Stand at a mirror in your best hat. Take a breath and slowly start to say, "I know better than Archbishop Lefebvre which Missal we must use". I don't think you will finish that sentence!
Many of the questionable judgments (I want to say “errors“) +Lefebvre made with regard to the missal are mentioned in the very sermon of +Zendejas. Here are several of them:
#1: “The 1955 Holy Week was not a preparation or groundwork for the Novus Ordo.” The consensus of liturgical scholars today recognizes it was.
#2: “The same people who revised the Bugnini Holy Week rites were not the same people who created the Novus Ordo.” In fact, there’s a good deal of overlap in personnel, as one might expect, given that only 13 years separated the 1956 experimental rites, and the 1969 Novus Ordo.
#3: “There is nothing harmful in the Pian Rites.” On the contrary, most of the changes are based upon condemned archaeologism, and were destabilizing enough to the faithful that the Archbishop of Dublin and New York wrote to Rome of their concerns, papal MC, Mgr.
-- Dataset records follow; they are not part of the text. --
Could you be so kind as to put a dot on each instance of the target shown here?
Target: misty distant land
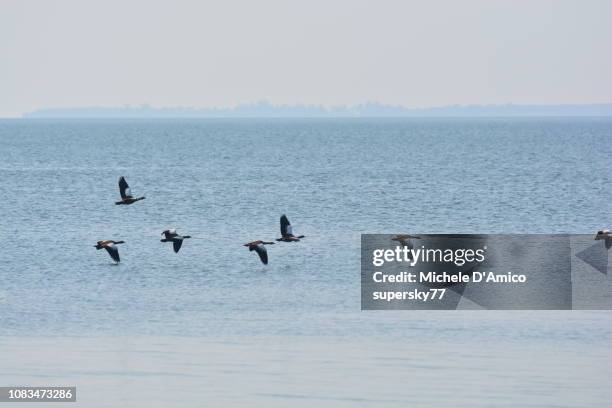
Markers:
(365, 110)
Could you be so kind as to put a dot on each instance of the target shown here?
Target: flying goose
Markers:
(176, 239)
(259, 247)
(126, 193)
(606, 236)
(287, 231)
(110, 247)
(404, 240)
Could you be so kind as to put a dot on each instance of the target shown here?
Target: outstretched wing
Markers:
(177, 245)
(113, 252)
(263, 253)
(124, 188)
(285, 226)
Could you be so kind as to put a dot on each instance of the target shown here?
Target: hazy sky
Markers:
(70, 53)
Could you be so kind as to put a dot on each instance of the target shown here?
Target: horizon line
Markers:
(264, 109)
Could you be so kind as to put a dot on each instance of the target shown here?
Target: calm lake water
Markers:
(212, 326)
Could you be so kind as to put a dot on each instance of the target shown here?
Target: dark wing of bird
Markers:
(285, 226)
(177, 245)
(124, 188)
(113, 252)
(169, 234)
(263, 253)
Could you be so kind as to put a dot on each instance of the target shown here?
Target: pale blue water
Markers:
(226, 182)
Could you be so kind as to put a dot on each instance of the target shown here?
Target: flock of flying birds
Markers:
(170, 235)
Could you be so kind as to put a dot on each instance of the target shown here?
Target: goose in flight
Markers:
(110, 247)
(606, 236)
(171, 235)
(287, 231)
(404, 240)
(126, 193)
(259, 247)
Gromier called them an act of vandalism, and faithful like Evelyn Waugh felt threatened in their very faith.
#4: Being oblivious to the aims and errors of the preconciliar modernist liturgical movement (of which we were all taught in the SSPX seminary, with Matthew as my witness in my liturgy class!), which served to condition him to believe the aberrations only occurred after the Council: Dialogue Mass and Pian Holy Week changes are therefore considered “traditional” (despite the dialogue Mass existing nowhere in the world prior to 1915 (+/-), and the extinct Pian Holy Week rites having only a 13 year history in the Church).
#5: Inconsistency in the application of his principle that, “If it is not against the faith, we must accept.” We’re this true, +Lefebvre would not have been able to regress from the 1964 missal to the 1962. Also, all priests of the SSPX would logically be compelled to recite the revised Psalter of Pius XII in their daily breviaries, rather than the pre-Pian traditional psalter: Far from being against the faith, the Pian Psalter is a more accurate translation, though it has lost the poetic aspect of the traditional one.
What I do appreciate in the defenders of +Lefebvre’s liturgical decisions, is their honesty in acknowledging their fidelity to them is based mostly (not completely) on human respect, rather than the merits of the missals themselves.
I note in conclusion that Vigano has called for a reversion to the traditional Holy Week rites and missal, as he does not labor under the impediment of the 1962 missal.
As +Williamson once said to me, “Jesus and Mary once walked the earth, but since then nobody has been perfect.” Implicitly, that truism includes even my here, Archbishop Lefebvre.